Unidata / netcdf4-python

netcdf4-python: python/numpy interface to the netCDF C library
http://unidata.github.io/netcdf4-python
MIT License
752 stars 263 forks source link

How to include netcdf-c plugin capabilities in binary wheels #1164

Open jswhit2 opened 2 years ago

jswhit2 commented 2 years ago

netcdf-c 4.9.0 will have extra compression options based on plugins. The python interface now supports these via a compression kwarg to createVariable. In order to use the extra compression options (beyond zlib) the netcdf-c plugins will need to be installed in HDF5_PLUGIN_PATH. How do we provide this capability in the binary wheels on pypi? These wheels include bundled versions of the C libraries. Some options include: 1) figure out how to include the plugin shared objects in the wheels, and set HDF5_PLUGIN_PATH to point to the directory inside the installation 2) assume the user installs the plugins separately and sets HDF5_PLUGIN_PATH, and just raise an exception if the plugins are not found. 3) create a separate python package that installs the plugins (similar to what h5py does with hdf5plugin).

jswhit2 commented 2 years ago

Relevant netcdf-c issue: https://github.com/Unidata/netcdf-c/issues/2294

jswhit2 commented 2 years ago

I tried installing the hdf5plugin module, and setting HDF5_PLUGIN_PATH to point to the installation directory. This works for zstd, but not for bzip2 and blosc (nc_inq_var_XXX does not recognize them)

jswhit2 commented 2 years ago

setup.py has been modified to install the plugins (location specified by envar NETCDF_PLUGIN_DIR) in the package (using data_files). __init__.py. then sets HDF5_PLUGIN_PATH to netCDF4.__path__. With this, the new compression options should 'just work' with the binary wheels, without the need to point to an external directory.

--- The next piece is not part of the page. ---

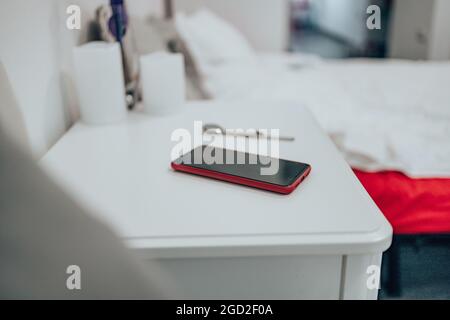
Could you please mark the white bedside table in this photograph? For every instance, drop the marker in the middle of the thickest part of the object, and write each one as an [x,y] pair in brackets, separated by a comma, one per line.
[219,240]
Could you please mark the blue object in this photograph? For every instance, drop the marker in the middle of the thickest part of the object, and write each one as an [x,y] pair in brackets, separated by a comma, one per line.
[119,20]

https://github.com/Unidata/netcdf4-python/pull/1159

jswhit commented 2 years ago

auditwheel doesn't deal with the plugins correctly so the wheels for 1.6.0 do not include the plugins on linux

zklaus commented 2 years ago

It is notoriously difficult to deal with plugin systems including binary dependencies in wheels. This is because wheels have no way to ensure a consistent environment with regard to the surrounding shared libraries coming from the OS and possibly other sources. In the end, this leads to a lot of static linking. This problem is not unique to netcdf4; another big project facing this problem is GDAL, which supports many different formats via a plugin system. Their solution is to provide a pretty bare-bones wheel, and to offer more comprehensive installations in binary aware environments, such as conda environments or operating system package managers.

Could that be a model for netcdf4-python as well? I.e. have basic compression support in the wheel, perhaps only zlib, and include a more comprehensive set of compression options in the conda-forge package?

jswhit commented 2 years ago

Right now the wheels have support for extra compression filters, but the compression plugins themselves are not included. If there is a conda-forge netcdf plugin package (or a separate plugin wheel) the plugins should work as long as the plugin path env var is set.